The Wollongong Group, Inc. (TWG), was one of the first companies to sell commercial software products based on the Unix operating system. It was founded to market a port of Unix Version 6 developed by researchers at the University of Wollongong, Australia (thus the name "Wollongong Group"). The company was active in Palo Alto, California from 1980 to 1995.

It later achieved name recognition as a pioneer in developing and selling commercial versions of the TCP/IP protocols. The Wollongong Group had annual sales of $40 million and employed 165 people when it was acquired by former competitor Attachmate in 1995.
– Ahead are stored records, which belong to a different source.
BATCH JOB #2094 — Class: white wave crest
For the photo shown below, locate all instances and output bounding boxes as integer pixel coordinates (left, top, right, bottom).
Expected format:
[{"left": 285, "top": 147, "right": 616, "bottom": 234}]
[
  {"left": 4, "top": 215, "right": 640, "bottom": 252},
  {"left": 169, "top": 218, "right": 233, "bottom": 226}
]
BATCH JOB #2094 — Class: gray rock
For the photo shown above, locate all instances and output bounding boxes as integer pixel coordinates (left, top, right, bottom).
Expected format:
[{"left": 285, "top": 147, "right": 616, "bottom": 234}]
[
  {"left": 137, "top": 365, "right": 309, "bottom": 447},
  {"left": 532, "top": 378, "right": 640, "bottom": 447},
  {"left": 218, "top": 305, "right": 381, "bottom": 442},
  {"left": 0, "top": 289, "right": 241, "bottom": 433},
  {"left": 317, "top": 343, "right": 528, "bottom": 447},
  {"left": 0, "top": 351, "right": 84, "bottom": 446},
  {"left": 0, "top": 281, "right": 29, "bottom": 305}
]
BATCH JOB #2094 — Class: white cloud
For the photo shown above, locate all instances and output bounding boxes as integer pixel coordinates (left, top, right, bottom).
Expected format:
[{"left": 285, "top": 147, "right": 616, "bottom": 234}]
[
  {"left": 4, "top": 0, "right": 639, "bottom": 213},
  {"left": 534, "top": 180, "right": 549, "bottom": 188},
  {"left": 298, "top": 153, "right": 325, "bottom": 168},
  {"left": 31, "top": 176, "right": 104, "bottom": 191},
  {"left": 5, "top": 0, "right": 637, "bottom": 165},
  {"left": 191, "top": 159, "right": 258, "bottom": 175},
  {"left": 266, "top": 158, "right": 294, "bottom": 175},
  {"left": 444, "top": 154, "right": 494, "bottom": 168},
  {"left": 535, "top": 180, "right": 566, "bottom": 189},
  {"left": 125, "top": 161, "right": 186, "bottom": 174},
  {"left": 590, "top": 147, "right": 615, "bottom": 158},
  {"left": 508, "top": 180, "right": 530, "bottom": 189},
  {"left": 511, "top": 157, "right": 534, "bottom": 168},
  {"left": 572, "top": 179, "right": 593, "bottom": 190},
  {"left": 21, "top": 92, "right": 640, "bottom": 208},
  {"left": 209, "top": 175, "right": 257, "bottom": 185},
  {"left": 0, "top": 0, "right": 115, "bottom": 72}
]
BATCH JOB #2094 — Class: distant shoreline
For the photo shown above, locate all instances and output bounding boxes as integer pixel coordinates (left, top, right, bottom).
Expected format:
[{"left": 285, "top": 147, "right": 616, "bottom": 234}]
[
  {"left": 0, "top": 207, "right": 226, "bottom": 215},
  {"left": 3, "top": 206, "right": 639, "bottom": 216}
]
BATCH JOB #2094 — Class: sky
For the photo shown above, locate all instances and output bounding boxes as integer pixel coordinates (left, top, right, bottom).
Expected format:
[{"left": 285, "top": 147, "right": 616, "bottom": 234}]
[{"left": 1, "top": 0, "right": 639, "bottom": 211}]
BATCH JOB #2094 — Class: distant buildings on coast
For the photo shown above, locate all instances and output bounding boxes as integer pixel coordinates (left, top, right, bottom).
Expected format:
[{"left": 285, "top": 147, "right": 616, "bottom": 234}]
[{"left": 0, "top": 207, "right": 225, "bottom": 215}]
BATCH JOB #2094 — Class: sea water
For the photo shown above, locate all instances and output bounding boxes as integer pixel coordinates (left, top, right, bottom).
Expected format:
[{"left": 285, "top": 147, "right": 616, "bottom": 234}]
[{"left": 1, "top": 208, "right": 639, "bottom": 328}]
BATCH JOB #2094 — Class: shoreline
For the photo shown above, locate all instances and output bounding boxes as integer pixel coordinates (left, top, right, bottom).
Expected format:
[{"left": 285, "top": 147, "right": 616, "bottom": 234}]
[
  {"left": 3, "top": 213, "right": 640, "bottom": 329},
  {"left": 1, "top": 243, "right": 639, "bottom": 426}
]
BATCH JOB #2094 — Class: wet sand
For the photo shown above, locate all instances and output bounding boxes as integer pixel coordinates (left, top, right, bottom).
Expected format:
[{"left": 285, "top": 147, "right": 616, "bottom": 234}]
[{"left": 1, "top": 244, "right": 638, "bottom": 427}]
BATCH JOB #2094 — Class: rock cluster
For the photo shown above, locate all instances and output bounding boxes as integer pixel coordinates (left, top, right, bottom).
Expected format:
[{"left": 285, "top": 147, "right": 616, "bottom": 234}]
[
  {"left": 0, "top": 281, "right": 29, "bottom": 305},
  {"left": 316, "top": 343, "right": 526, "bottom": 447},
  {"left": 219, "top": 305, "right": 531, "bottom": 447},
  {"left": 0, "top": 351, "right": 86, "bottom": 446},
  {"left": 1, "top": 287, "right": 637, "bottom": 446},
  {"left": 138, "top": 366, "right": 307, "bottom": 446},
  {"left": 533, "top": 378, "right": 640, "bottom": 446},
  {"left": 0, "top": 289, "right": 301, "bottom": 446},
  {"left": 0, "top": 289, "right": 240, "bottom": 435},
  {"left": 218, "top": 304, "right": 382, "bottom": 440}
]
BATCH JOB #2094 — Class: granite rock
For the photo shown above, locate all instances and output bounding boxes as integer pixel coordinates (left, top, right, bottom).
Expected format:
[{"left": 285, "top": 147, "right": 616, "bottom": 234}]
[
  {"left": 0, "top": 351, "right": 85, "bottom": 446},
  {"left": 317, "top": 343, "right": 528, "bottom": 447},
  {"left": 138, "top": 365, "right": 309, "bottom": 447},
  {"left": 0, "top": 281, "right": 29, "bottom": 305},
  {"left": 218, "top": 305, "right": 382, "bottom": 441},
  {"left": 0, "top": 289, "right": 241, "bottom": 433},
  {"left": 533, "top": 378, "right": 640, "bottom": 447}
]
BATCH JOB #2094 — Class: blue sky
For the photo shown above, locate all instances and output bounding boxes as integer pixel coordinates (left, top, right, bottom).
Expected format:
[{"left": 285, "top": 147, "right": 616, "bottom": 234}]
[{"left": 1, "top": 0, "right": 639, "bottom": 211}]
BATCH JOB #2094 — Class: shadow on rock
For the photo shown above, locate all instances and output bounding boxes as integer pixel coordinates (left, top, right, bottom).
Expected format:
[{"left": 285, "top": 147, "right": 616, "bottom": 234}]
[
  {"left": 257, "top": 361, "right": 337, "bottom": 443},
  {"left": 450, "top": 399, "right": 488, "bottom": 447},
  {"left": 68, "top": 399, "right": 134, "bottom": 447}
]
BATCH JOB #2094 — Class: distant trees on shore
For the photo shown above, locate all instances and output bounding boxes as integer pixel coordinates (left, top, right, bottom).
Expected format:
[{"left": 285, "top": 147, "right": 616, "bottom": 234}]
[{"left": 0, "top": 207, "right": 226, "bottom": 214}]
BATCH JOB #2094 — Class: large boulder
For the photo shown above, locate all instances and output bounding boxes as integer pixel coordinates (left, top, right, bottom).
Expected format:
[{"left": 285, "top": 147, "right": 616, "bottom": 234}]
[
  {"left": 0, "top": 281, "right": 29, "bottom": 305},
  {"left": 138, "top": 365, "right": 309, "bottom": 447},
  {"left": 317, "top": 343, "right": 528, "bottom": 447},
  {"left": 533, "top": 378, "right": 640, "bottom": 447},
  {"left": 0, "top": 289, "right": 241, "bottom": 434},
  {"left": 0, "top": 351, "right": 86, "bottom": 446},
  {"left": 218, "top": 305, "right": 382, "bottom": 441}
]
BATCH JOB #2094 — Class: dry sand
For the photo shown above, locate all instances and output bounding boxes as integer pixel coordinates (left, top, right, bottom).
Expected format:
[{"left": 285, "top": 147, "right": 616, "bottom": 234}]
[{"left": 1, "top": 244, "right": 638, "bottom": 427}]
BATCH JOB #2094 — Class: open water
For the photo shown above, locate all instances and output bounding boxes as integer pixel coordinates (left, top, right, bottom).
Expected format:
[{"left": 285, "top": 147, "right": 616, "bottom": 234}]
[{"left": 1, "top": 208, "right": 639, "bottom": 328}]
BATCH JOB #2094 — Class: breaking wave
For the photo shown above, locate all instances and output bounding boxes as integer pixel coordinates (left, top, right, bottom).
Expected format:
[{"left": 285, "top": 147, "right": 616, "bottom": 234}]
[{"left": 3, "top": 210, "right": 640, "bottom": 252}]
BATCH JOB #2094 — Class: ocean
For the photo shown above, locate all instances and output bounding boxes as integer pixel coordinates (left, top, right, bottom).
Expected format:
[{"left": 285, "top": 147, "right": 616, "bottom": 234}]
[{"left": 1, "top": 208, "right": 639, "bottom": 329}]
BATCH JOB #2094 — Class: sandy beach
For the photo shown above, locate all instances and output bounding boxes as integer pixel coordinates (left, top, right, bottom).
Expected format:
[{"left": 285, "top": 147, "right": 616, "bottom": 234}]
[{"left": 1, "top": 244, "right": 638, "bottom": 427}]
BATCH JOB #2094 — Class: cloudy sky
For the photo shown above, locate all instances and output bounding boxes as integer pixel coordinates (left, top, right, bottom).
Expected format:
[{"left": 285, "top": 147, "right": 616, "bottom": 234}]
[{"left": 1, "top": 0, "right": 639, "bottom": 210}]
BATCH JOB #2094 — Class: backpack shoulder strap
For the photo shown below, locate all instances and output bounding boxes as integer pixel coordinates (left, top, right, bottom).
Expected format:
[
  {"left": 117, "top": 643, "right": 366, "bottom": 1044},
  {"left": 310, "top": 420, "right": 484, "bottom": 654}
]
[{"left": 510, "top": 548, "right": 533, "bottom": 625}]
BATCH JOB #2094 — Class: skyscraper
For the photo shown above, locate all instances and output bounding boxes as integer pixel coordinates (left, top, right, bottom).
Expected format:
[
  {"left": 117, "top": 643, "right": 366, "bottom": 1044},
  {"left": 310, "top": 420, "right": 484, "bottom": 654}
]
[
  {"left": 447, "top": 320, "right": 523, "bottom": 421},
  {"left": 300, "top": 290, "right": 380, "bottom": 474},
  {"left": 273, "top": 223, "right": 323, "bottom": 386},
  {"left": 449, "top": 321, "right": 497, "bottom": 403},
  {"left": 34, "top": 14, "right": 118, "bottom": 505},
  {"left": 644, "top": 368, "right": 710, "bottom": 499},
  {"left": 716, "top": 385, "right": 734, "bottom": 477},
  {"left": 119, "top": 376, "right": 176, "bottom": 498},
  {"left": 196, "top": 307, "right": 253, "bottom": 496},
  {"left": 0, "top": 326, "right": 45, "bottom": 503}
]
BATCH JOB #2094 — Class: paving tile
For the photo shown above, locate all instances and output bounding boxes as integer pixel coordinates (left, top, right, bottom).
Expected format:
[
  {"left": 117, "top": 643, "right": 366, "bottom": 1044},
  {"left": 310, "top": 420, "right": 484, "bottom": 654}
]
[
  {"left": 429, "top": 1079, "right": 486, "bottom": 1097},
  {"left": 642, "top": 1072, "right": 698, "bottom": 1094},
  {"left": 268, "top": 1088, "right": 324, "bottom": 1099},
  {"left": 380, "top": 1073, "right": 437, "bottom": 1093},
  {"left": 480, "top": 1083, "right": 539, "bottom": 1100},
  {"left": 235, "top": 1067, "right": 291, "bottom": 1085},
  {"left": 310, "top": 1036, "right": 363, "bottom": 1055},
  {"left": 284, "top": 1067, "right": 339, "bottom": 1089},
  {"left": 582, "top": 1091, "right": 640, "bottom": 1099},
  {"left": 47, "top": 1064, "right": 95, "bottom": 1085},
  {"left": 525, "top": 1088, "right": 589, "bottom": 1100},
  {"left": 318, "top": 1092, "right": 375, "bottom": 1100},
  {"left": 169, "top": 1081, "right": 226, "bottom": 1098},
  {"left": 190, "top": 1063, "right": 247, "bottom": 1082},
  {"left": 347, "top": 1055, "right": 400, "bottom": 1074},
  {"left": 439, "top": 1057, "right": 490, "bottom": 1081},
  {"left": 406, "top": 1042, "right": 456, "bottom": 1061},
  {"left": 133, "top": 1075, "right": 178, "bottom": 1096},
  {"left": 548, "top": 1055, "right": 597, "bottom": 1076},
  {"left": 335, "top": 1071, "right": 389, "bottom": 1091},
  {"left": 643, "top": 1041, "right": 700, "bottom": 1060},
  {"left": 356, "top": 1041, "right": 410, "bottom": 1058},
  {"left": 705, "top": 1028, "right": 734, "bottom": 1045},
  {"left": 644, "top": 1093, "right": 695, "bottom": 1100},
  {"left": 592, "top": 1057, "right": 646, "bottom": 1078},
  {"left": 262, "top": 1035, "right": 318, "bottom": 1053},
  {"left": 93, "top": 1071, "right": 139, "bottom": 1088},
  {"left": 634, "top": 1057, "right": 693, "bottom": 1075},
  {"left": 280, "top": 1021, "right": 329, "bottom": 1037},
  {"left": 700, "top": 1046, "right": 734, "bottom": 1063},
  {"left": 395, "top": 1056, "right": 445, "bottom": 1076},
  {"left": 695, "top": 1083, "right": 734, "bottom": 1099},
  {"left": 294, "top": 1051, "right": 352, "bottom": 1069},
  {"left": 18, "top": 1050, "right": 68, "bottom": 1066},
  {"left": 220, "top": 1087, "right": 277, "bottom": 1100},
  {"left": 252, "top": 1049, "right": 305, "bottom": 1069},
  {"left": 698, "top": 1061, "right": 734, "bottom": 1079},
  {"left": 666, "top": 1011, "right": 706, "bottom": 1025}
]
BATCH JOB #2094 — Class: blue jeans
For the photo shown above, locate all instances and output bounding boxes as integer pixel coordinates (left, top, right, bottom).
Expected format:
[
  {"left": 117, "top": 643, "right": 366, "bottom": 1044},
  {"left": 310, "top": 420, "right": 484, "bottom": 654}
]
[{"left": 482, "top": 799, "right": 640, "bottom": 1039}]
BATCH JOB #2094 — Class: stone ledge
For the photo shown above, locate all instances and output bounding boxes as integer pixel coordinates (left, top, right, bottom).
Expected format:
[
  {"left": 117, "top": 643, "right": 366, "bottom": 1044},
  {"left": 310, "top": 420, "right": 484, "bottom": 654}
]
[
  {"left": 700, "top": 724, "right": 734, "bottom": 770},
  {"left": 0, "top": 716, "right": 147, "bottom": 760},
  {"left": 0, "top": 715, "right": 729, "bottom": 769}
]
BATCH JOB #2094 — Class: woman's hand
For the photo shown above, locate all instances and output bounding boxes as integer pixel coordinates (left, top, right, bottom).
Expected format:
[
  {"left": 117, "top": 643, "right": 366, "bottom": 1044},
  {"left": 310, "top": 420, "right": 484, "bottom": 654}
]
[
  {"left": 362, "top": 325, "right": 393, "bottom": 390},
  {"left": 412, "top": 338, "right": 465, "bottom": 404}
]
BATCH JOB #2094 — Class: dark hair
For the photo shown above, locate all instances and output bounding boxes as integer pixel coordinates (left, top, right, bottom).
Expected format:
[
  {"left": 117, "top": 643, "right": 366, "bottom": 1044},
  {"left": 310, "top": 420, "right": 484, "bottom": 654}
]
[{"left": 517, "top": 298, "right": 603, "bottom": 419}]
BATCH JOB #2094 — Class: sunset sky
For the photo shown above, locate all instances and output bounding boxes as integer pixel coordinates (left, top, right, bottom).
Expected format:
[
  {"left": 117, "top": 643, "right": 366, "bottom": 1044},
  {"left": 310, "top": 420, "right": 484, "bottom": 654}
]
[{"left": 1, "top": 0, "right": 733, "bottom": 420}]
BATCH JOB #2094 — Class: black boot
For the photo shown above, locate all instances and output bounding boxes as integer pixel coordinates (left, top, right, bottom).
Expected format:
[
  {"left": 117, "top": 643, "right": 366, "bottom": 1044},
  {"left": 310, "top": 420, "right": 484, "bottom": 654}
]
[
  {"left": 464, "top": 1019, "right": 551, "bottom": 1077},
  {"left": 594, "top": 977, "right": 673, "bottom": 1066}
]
==Commercializing TCP/IP and the Internet==
Virtually all Wollongong's products were initially based on versions of software that had been developed at Universities and released into the public domain. Wollongong products included:

- Eunice - A UNIX emulator for the VAX VMS operating system (based on software written by David Kashtan at SRI)
- individual TCP/IP packages for:
  - the VAX VMS operating system (based on Berkeley TCP/IP)
  - AT&T UNIX Version 7. (also based on Berkeley TCP/IP)
  - the IBM PC (Based on MIT PC-IP by John Romkey)

Individual licensing arrangements were made with brand-name vendors such as Philips for the P9000 Unix offerings, and Cray Research.

These products, which they advertised in publications such as Computerworld and Hardcopy, were among the first commercially supported systems of their type, allowing people other than software developers access to the Internet. The PC product in particular made it possible for a non-technical user to access the Internet with equipment costing less than $3000 - about one tenth the cost of any other available systems at the time.

==Original Internet work==
PATHway was the name they used for a specialized TCP/IP product.

By the mid 1980s many Wollongong employees were active in developing new Internet Technologies. Wollongong Employees produced the first Internet tunneling specification (RFC1088) and the first SNMP MIB (RFC1066). Notable Wollongong technical staff that worked on these projects include David H. Crocker (Email), Dr. Marshall Rose (SNMP), Karl Auerbach (Netbios, SNMP), Narayan Mohanram (TCP/IP on UNIX), Jerry Scott (TCP/IP on VMS), Leo McLaughlin III and John Bartas (TCP/IP on IBM PC). Internet Technology companies founded by ex-Wollongong employees include Epilogue Technologies, Taos Mountain Software, Interniche Technologies and iPass Inc.